Report of severe allergic reaction to SARS-CoV-2 mRNA vaccines

The recent agreement on two novel RNA (mRNA) true coronavirus respiratory syndrome 2 (SARS-CoV-2) vaccines by various regulatory bodies has given hope that we may finally end the disease- spread that caused more than 100 million diseases and claimed more than 2.3 million lives worldwide.

The first vaccine approved to prevent COVID-19 (Pfizer-BioNTech) began in the UK in December 2020. Within days, there were reports of two or possibly three anaphylactic reactions following the vaccine. The same vaccine was administered with an emergency use license (EUA) by the U.S. Food and Drug Administration (FDA), and again, within days, there were reports of at least two anaphylactic reactions. A second mRNA (Moderna) vaccine has now been approved.

Statement by John M. Kelso, Department of Allergy, Asthma and Immunology, Scripps Clinic, published in the latest issue of the journal Vaccines, considering anaphylactic reactions to these novel SARS-CoV-2 / COVID-19 mRNA vaccines.

Report: Anaphylactic reactions to novel SARS-CoV-2 / COVID-19 mRNA vaccines.  Image credit: M-Foto / Shutterstock

Anaphylaxis is a multifactorial event that occurs due to the release of histamines and other mediators from mast cell granules and can be fatal. Pre-exposure to allergens can produce IgE antibodies, which are secreted by mast cells. When a person repeats the allergen, these antibodies are released into the livers and into the blood.

Mast cells are found mainly in the skin and in the respiratory and gastrointestinal tracts. Symptoms of anaphylactic reactions include skin rash, coughing, wheezing, abdominal pain, and nausea. The reaction can be fatal due to asphyxiation of the upper airway, severe bronchospasm, or very low blood pressure.

In general, anaphylactic reactions to vaccines are very rare, occurring at a rate of about 1 per million. However, the reports on COVID-19 vaccines indicate that these reactions have a higher-than-normal level of reactions. Ongoing studies by manufacturers and regulatory bodies are trying to determine if these are allergic reactions and determine which part of the vaccine is an allergen.

Demonstrating anaphylactic reactions to vaccines

This must first examine whether the timing and symptoms are consistent with a diagnosis for anaphylactic reaction. IgE-mediated reactions usually occur within minutes of exposure to the allergen, so any sensory reaction to the vaccine should be apparent shortly after administration. vaccine.

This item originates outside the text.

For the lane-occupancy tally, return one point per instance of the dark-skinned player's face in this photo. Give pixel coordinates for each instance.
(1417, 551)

If the symptoms after vaccination are consistent with anaphylactic reaction, the next step is to check for IgE antibodies. Given that the approved vaccines are new, it is unlikely that the patients were previously exposed to IgE antibodies, but may have been sensitive to some part of the vaccine.

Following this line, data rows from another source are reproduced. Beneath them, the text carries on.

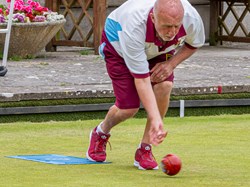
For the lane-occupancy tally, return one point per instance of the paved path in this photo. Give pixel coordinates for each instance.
(68, 74)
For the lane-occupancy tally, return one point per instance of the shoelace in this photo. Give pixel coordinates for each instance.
(101, 145)
(149, 153)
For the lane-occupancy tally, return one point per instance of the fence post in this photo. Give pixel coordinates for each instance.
(99, 20)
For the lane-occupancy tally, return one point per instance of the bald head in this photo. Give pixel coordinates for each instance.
(171, 8)
(167, 17)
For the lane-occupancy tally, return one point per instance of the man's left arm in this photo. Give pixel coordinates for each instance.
(163, 70)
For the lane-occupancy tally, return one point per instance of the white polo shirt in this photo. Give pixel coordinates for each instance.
(131, 32)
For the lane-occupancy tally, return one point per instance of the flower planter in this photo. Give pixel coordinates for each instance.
(27, 39)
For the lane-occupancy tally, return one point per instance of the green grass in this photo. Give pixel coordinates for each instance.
(214, 151)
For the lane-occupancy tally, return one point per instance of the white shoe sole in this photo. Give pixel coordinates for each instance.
(136, 164)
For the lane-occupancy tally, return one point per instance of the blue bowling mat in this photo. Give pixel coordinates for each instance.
(56, 159)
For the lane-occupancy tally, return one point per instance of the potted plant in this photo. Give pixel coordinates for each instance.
(32, 29)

The modified mRNA vaccines encode the spike protein of true respiratory coronavirus syndrome 2 (SARS-CoV-2). Part of the vaccines, polyethylene glycol (PEG), has been reported to cause IgE-mediated reactivation and is considered a potential allergen. PEG is widely used in a number of pharmaceuticals, cosmetics, and foods, and such exposure may have been noticed by some patients. Therefore, these vaccines may be unsuitable for these rare individuals with PEG allergy.

Vaccines should be given in a position that allows observation after injection to allow appropriate treatment for any allergic reaction, such as epinephrine administration. After that, testing blood samples for mast cell tryptase may allow further diagnosis, a high level indicating an allergic reaction, although normal levels are not ruled out.

Investigating potential allergens

Following reports of anaphylactic reaction to the Pfizer vaccine, the UK Medicines and Healthcare products Regulatory Agency (MHRA) has issued guidance that the vaccine should not be given to anyone with a relapse. -recognizable exposure to any vaccine, medication or food. In the United States, the Centers for Disease Control (CDC) has stated that anyone with a history of severe allergic reactions should be monitored for 30 minutes after vaccination and others for 15 minutes. minute.

Although PEG is suspected, there may be other allergens. However, because PEG allergies are very rare and people who may be bothered may feel irritated without getting any reaction, it can be challenging to identify who which may interfere with the pre-vaccination, if PEG is indeed the allergen.

Patients who have had a first – dose anaphylactic reaction should not receive the second – dose vaccine. Other vaccines being developed are different from the mRNA vaccines, and these patients may receive a different vaccine.

“Although anaphylaxis is a potentially life-threatening event, it is always successfully treated, and its risk must be weighed against leaving patients unvaccinated and therefore vulnerable. for a potentially life-threatening disease, COVID-19, ”the author wrote.

Investigations into the likely anaphylactic reactions should be carried out promptly and thoroughly to reduce the number of patients who may be experiencing a severe reaction and not to avoid eliminated by those who received no response and who may be protected from COVID-19.